After years of turbulence, equities markets are experiencing a period of relative tranquility. Some experts fear this calm surface could be masking trouble, but is there evidence to validate their concerns?
Stock market volatility entered its current state of stability in 2011, with the Volatility Index (VIX)—also known as the “fear index,” which measures investors’ volatility expectations by tracking the prices of futures contracts—falling to pre-recession levels. On its face, the present trend could be troubling. Historically, recessions have followed periods of low volatility, and the current slump in the VIX mirrors conditions in the mid-90s and mid-2000s, when complacent investors failed to see the risk posed by emerging asset bubbles.

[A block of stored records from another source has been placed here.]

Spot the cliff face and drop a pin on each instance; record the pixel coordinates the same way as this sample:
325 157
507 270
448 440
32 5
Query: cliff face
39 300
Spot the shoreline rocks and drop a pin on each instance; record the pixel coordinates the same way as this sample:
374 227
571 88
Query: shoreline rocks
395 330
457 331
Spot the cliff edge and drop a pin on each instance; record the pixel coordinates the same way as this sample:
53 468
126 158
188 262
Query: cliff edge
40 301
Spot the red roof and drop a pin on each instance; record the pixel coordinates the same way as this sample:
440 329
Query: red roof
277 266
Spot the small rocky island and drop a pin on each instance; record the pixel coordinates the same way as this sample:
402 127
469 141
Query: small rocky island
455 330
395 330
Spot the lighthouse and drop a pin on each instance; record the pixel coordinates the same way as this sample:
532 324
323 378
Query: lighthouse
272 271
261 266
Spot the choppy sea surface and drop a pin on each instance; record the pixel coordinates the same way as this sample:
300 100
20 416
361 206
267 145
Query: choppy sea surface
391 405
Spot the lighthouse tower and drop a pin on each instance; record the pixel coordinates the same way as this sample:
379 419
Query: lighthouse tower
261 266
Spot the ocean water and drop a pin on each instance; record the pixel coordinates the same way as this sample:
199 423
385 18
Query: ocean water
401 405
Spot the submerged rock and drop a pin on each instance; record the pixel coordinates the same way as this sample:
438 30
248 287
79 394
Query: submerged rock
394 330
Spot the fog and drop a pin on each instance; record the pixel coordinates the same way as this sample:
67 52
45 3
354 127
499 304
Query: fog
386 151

The VIX’s history, however, could actually be a good sign that we’re finally on the path to real economic recovery. Given the cyclical nature of the market, the same periods of calm that preceded recessions have also tended to follow recessions during recovery periods. In the past, volatility has been a poor indicator of complacency—for instance in the late ‘90s, investors inflated the dot-com bubble, but their complacency was not reflected in the VIX, which rose sharply in the years prior to the 2000 crash.

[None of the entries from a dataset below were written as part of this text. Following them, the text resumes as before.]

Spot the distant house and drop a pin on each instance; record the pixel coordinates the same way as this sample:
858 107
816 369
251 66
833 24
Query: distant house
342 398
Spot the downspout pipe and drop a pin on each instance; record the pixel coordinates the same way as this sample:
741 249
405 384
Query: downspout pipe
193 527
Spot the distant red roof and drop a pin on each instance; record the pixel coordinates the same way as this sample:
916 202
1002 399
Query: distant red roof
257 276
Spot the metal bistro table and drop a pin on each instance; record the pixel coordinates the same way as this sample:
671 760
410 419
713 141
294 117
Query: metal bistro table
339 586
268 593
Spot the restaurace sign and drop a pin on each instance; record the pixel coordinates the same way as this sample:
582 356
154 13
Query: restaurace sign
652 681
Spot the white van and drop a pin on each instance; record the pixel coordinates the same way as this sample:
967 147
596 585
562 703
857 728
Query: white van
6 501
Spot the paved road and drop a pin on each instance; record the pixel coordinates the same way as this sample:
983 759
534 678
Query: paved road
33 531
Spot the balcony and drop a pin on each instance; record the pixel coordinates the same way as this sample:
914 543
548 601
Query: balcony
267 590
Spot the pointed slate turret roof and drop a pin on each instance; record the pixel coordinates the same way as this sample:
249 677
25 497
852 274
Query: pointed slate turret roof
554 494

Some investors also worry that monetary policies could be artificially suppressing volatility. Their central concern is that the Fed’s unorthodox asset-purchasing program, aimed at stabilizing the bond market, created an overconfidence among investors that the central bank will continue to cushion future shocks, which could be contributing to an inadvertent asset bubble. If the Fed’s asset-purchasing program led to complacency, the VIX should have spiked following last summer’s announcement that the fed would end the program. But it had little impact on volatility, indicating that investors’ calmness has little to do with monetary policies.
Another common fear experts have regarding low volatility is that investors may be ignoring the Fed’s looming interest rate hike. In the past, rising interest rates have accompanied market volatility—but the correlation is strongest when rates are already relatively high and fluctuating rapidly. The current outlook calls for interest rates to climb steadily over a period of years, and even with increases, many expect rates to remain below historic levels. Ultimately, it’s likely that investors aren’t ignoring interest rate expectations—they’re reacting to them.
Today’s low volatility may actually reflect consensus, not complacency, among investors. With significant room for growth remaining in the global economy, most believe inflation will remain low and growth will continue. In light of the previous recession, it’s understandable that some are nervous over the widespread optimism, but we should equally consider the possibility that volatility is low because there is little left to fear.